The Marlins have offered Bonds the job, and barring a last-minute change of heart, Bonds plans on accepting it, the two people told USA TODAY Sports on condition of anonymity because the negotiations are ongoing.
Marlins owner Jeffrey Loria has been a staunch supporter of Bonds for many years, including when the slugger broke Hank Aaron’s home run record in 2007 amid allegations of steroid use. But Bonds has backing beyond the owner, with new manager Don Mattingly and Menechino, who each have spoken to Bonds in recent weeks, on board with the move.
Bonds, 51, who was a guest hitting instructor in the San Francisco Giants’ spring-training camp two years ago, has been open to returning to the game as a full-time coach. He was hoping it would be in the Bay Area, where he has lived since selling his Los Angeles mansion for $22 million last year.
“I know the game of baseball,” Bonds told USA TODAY Sports this year. “I know hitting. And I know it better than anybody.”
The hiring would draw enormous scrutiny and a fair amount of criticism given Bonds’ link to steroids. Then again, he never tested positive for performance-enhancing drugs. And the federal appeals court in April overturned his felony conviction for obstructing justice for the testimony he gave before a federal grand jury about his connection to PEDs produced by the Bay Area Laboratory Co-operative (BALCO).
Really, with the exception of Hall of Fame voters, baseball has been able to forgive many of those tainted by PED use.
Matt Williams was identified as an alleged doper in former Senator George Mitchell’s 2007 report on PED use in Major League Baseball but later went on to manage the Washington Nationals for two years.
Mark McGwire, who acknowledged that he used PEDs, had stints as the hitting coach with the St. Louis Cardinals and Los Angeles Dodgers.
Even New York Yankees slugger Alex Rodriguez, who was suspended for the 2014 seasons for PED use, is back in good graces with Commissioner Rob Manfred.
So why shouldn’t Bonds be welcomed back?
Bonds, his former teammates and peers will tell you, is a hitting genius considered one of the smartest players ever,
The biggest question was whether Bonds would really want to have a full-time role in baseball with the grueling hours and strenuous life as a hitting coach.
Yet, twice divorced and with his kids now grown, Bonds may be looking for a new challenge.

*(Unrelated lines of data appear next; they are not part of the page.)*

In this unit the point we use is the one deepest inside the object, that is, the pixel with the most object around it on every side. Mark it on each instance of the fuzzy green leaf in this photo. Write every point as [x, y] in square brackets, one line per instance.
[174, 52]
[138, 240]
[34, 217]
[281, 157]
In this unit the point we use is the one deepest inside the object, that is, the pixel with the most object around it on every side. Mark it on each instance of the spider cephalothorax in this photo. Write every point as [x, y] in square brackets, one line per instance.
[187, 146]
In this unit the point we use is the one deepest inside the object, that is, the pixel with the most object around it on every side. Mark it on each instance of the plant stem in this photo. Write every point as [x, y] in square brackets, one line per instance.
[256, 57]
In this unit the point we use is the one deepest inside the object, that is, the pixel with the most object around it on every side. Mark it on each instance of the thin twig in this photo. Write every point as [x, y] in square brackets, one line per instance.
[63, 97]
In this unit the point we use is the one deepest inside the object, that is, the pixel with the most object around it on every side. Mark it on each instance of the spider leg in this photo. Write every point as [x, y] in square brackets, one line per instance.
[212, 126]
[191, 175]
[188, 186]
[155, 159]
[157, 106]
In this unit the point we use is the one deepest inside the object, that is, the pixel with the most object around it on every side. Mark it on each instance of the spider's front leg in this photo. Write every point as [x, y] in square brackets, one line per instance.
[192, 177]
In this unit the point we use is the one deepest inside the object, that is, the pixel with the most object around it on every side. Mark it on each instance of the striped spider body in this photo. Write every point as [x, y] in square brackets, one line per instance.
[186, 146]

A cycling enthusiast, you can only ride a bike up and down the hills of San Francisco until it’s time for something else.
Now, he has it.
Sure, it may be a spectacle at first, just another sideshow that has become part of the Marlins’ fabric. It won’t last. Bonds won’t let it. He won’t sit down and answer questions about his past at every stop on the Marlins’ circuit. He never did as a player, so he’s not about to start now.
The way Bonds sees it is no different than the way he described Rodriguez’s comeback in an interview with USA TODAY Sports.
“This guy is not running for president of the United States,” Bonds said. “He’s not running for commissioner. We’re not running for political office. We’re just ballplayers.
“We’re not God. We’re imperfect people. We’re human beings.”
Now, eight years after Bonds last played, believing that baseball colluded against him when no one offered him a job after hitting 28 homers with a .480 on-base percentage in 2007, a team finally is ready to embrace him again.
Who knows what impact Bonds will have on the Marlins, but after eight long years, it’s about time baseball welcomed him back.